- Born: 15 April 1814 Feuchtwangen
- Died: 24 October 1868 (aged 54) Erlangen
- Other name: Adalbert Carl Friedrich Hellwig Conrad Schnizlein
- Education: University of Erlangen
- Scientific career
- Fields: Plant taxonomy, phytogeography
- Workplaces: University of Erlangen
- Author abbrev. (botany): Schnizl.

= Adalbert Schnizlein =

German botanist and pharmacist

Adalbert Carl Friedrich Hellwig Conrad Schnizlein (15 April 1814, Feuchtwangen - 24 October 1868, Erlangen) was a German botanist and pharmacist. He is largely remembered for his work in the fields of plant taxonomy and phytogeography.

==Background==
He received training in pharmacy at Ansbach, afterwards becoming an assistant pharmacist in Nördlingen (1833).

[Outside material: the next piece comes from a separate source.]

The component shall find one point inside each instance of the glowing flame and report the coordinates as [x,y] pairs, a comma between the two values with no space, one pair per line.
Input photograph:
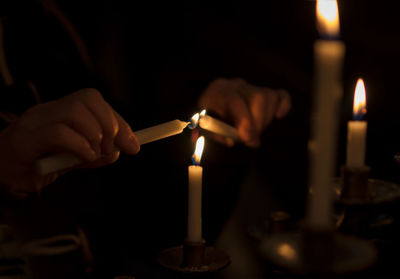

He later studied pharmacy at the Ludwig-Maximilians-Universität München, earning his doctorate at the University of Erlangen in 1836. In 1845, he was habilitated in botany at Erlangen, where in 1850 he became an associate professor of botany and director of the botanical garden.

==Contributions==
His most extensive work, "Iconographia familiarum naturalium regni vegetabilis" (1843–1870), was issued in four volumes. A taxonomic representation of the plant kingdom, it contained 399 copper plates, and in its time, was considered to be a major work in systematics. Another significant effort by Schnizlein was a treatise on Bavarian flora, titled "Die Flora Von Bayern" (1847). He also made contributions to Carl Friedrich Philipp von Martius' "Flora Brasiliensis", to Theodor Friedrich Ludwig Nees von Esenbeck's "Genera plantarum florae germanicae" and to Jacob Sturm's "Deutschlands Flora in Abbildungen".